The researchers then analyzed the potential impact of early rehabilitation services in 24 different scenarios, accounting for variations in the number of ICU admissions, cost savings per day and reductions in length of stay.

"We were very conservative in creating the financial model to avoid overstating the potential net cost savings," says Robert Lord, A.B., lead author of the study. "We found that in 20 out of the 24 scenarios, hospitals would have an overall cost savings by providing early rehabilitation to their intensive care unit patients, and in the four remaining scenarios, using the most conservative assumptions, there was a modest net cost increase of up to $88,000 per year," adds Lord.

Needham says their financial model can serve as a resource for hospitals throughout the United States to estimate their own net cost impact for providing early physical rehabilitation to ICU patients. He says length of stay is the biggest driver of cost to a hospital, which typically gets paid a fixed amount for caring for patients with specific diagnoses.

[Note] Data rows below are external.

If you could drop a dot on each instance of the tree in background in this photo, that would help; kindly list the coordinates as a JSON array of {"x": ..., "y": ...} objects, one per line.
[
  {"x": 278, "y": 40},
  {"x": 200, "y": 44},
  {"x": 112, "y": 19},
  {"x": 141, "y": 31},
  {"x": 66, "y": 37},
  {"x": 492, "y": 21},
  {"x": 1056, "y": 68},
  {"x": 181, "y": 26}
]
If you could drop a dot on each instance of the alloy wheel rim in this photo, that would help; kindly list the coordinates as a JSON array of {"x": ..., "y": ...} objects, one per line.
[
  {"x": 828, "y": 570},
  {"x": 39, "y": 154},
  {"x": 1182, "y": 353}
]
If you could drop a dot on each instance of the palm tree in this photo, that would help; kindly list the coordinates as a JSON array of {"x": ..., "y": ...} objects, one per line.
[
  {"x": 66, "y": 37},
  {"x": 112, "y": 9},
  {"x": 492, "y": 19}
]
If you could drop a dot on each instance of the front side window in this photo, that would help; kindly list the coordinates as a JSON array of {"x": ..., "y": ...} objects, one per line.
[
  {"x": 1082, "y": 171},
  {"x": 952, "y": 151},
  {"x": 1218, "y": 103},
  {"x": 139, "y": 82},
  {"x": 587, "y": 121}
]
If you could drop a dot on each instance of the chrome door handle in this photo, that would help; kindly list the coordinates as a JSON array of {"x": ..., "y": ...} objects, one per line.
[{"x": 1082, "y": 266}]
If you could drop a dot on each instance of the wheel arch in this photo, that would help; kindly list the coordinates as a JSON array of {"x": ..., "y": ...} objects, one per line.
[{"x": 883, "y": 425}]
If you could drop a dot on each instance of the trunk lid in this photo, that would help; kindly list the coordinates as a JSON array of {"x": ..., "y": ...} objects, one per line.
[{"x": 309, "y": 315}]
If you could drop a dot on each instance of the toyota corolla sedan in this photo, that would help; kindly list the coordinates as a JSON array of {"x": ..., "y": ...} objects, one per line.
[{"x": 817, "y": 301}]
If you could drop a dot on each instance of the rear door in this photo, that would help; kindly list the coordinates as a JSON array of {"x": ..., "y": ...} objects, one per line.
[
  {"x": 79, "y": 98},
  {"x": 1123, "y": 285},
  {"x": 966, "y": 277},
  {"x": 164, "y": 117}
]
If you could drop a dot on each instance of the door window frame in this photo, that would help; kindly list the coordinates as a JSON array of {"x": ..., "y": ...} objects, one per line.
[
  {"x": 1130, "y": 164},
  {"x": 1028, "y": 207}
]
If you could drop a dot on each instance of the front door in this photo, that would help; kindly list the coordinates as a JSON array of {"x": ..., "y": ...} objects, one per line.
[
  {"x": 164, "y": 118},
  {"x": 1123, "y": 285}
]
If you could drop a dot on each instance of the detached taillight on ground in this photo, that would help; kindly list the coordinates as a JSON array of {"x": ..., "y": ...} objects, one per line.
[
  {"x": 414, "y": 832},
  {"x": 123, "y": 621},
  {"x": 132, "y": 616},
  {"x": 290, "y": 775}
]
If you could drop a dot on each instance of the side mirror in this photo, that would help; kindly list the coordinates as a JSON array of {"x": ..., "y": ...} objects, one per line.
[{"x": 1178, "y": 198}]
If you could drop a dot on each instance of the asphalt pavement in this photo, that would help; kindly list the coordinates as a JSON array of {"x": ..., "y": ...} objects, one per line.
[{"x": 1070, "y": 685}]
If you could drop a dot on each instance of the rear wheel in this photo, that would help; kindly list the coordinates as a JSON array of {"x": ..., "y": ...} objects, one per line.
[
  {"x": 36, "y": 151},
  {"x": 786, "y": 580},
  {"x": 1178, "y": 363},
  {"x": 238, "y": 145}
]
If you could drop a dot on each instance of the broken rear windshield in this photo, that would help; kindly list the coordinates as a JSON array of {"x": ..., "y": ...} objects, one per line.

"The bottom line is that early rehabilitation in the ICU helps patients play an active role in their recovery and can make a big difference in their quality of life when they leave the hospital," says Needham. "More patients are surviving their ICU stay than ever before, yet many lose muscle strength during treatment for a critical illness because of long periods of bed rest." Early rehabilitation therapy, he says, can prevent muscle weakness that impairs patients' ability to care for themselves after hospital discharge.

The researchers conclude that with their conservative projections, investment in early rehabilitation for ICU patients can generate substantial net cost savings for hospitals while improving patient outcomes.